In the statement to the House Government Reform and Oversight subcommittee on economic growth, job creation and regulatory affairs, CUNA President/CEO Bill Cheney emphasized that the multitude of new regulations are generating a "crisis of creeping complexity," where credit unions are forced to hire specialized employees just to ensure compliance with the new requirements and reports.
Because credit unions are owned by their members, the costs a credit union bears to meet the multitude of wide-ranging regulatory training and compliance responsibilities are ultimately paid by their members.
CUNA stressed that small credit unions are feeling the most impact and reiterated that once a new rule is implemented, credit unions must assess the rule and re-evaluate how it impacts their business. "This takes both time and money which small credit unions don't have," CUNA warned.
CUNA urged the subcommittee to work closely with the Consumer Financial Protection Bureau (CFPB) on its remittance proposal, specifically regarding the restriction on the amount of annual transfers.

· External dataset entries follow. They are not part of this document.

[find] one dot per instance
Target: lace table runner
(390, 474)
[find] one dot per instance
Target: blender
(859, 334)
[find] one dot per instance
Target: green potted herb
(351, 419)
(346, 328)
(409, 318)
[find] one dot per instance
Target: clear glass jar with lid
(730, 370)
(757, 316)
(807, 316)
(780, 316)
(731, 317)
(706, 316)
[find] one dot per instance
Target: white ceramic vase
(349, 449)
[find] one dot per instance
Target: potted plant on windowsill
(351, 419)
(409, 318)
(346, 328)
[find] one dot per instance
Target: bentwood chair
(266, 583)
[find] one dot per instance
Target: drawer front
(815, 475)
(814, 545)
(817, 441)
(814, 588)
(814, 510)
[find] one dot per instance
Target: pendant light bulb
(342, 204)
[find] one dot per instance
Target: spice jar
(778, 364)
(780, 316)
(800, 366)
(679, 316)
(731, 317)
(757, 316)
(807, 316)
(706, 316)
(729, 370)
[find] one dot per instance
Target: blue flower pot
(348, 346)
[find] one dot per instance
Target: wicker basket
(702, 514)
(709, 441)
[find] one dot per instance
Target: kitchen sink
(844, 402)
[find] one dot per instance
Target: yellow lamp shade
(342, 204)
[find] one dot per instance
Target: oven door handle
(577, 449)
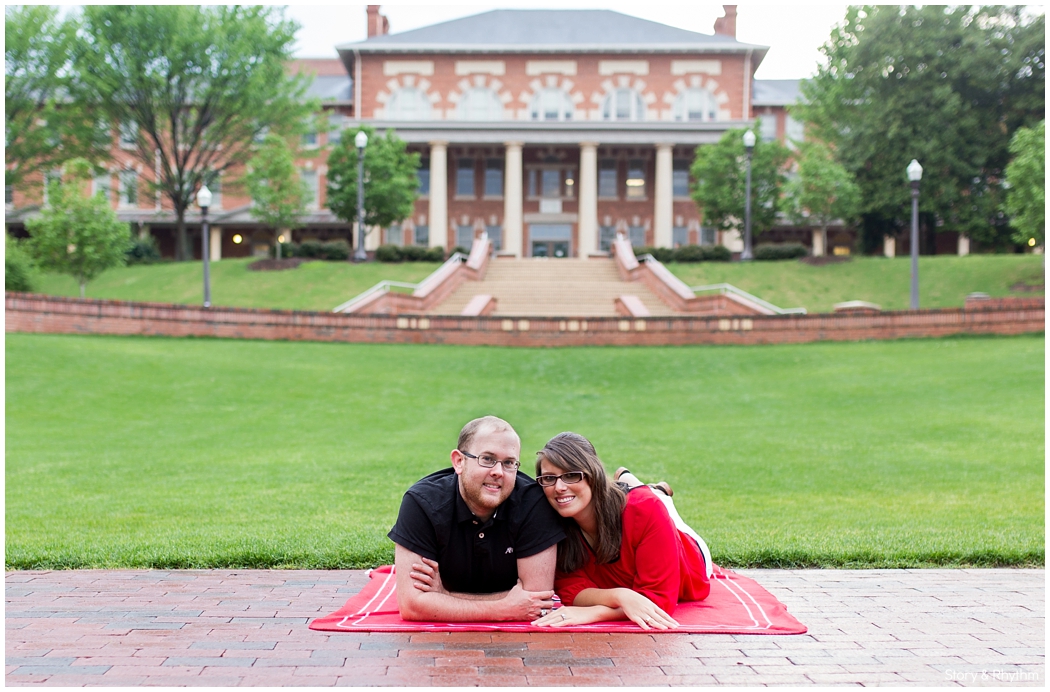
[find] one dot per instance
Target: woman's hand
(426, 577)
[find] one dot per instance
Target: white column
(438, 210)
(215, 244)
(588, 198)
(512, 211)
(664, 209)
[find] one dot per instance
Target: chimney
(725, 25)
(378, 25)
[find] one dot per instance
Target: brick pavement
(249, 628)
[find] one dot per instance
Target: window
(635, 179)
(494, 177)
(624, 104)
(551, 104)
(695, 105)
(129, 188)
(408, 103)
(464, 177)
(607, 177)
(480, 103)
(423, 174)
(679, 177)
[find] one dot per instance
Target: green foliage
(77, 233)
(719, 172)
(102, 472)
(201, 83)
(780, 251)
(947, 86)
(43, 125)
(391, 185)
(19, 269)
(1026, 174)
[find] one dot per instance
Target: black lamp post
(915, 174)
(204, 201)
(361, 141)
(749, 146)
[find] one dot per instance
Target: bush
(144, 251)
(18, 267)
(782, 251)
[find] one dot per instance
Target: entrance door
(550, 239)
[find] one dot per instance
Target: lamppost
(361, 141)
(749, 146)
(204, 201)
(915, 174)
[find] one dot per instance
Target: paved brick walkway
(247, 627)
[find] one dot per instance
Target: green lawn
(128, 452)
(944, 281)
(312, 286)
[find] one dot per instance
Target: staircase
(552, 288)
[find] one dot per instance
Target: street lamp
(915, 174)
(204, 201)
(361, 141)
(749, 146)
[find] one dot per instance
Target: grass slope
(944, 281)
(195, 453)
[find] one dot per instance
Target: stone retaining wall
(59, 315)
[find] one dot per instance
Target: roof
(775, 92)
(525, 30)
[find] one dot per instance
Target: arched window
(695, 104)
(480, 103)
(551, 104)
(624, 104)
(408, 103)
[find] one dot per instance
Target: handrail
(385, 286)
(729, 288)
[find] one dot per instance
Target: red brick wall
(57, 315)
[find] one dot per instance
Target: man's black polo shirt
(475, 557)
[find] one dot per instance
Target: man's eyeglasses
(488, 461)
(568, 479)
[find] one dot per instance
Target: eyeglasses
(568, 479)
(486, 461)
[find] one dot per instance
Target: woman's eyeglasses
(568, 479)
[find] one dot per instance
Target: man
(480, 537)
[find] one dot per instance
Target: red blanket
(737, 605)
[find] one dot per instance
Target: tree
(78, 233)
(822, 190)
(44, 124)
(944, 85)
(194, 86)
(718, 172)
(1026, 193)
(391, 185)
(278, 194)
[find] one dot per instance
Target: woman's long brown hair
(571, 452)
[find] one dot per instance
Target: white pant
(632, 481)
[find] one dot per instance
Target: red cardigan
(647, 559)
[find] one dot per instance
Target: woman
(627, 553)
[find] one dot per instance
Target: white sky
(793, 32)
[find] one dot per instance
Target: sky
(793, 32)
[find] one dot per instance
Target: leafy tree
(391, 185)
(1026, 193)
(719, 174)
(195, 85)
(78, 233)
(945, 85)
(278, 194)
(822, 190)
(43, 123)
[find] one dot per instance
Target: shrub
(337, 250)
(782, 251)
(144, 251)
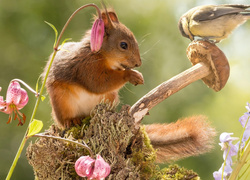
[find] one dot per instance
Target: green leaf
(35, 127)
(67, 39)
(55, 30)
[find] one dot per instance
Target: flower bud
(101, 169)
(97, 33)
(84, 166)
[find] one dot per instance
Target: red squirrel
(80, 79)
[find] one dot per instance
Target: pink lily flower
(101, 169)
(97, 169)
(16, 99)
(97, 33)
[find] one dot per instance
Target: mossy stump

CUNA noted there have been no examples of abuses regarding remittance services that credit unions provide. Unfortunately, the group has said, a number of credit unions are considering exiting the service as a result of the requirements for new disclosures regarding exchange rates, fees, taxes, the date money will be received, and more.
The CUNA statement also addressed how credit unions welcomed the changes made to the qualified mortgage rule but are still weary of how it will impact them directly.
CUNA encouraged the subcommittee to continue to exercise its critical oversight and closely scrutinize the proposals coming from the CFPB, the National Credit Union Administration and other agencies to ensure the impact on credit unions is minimal.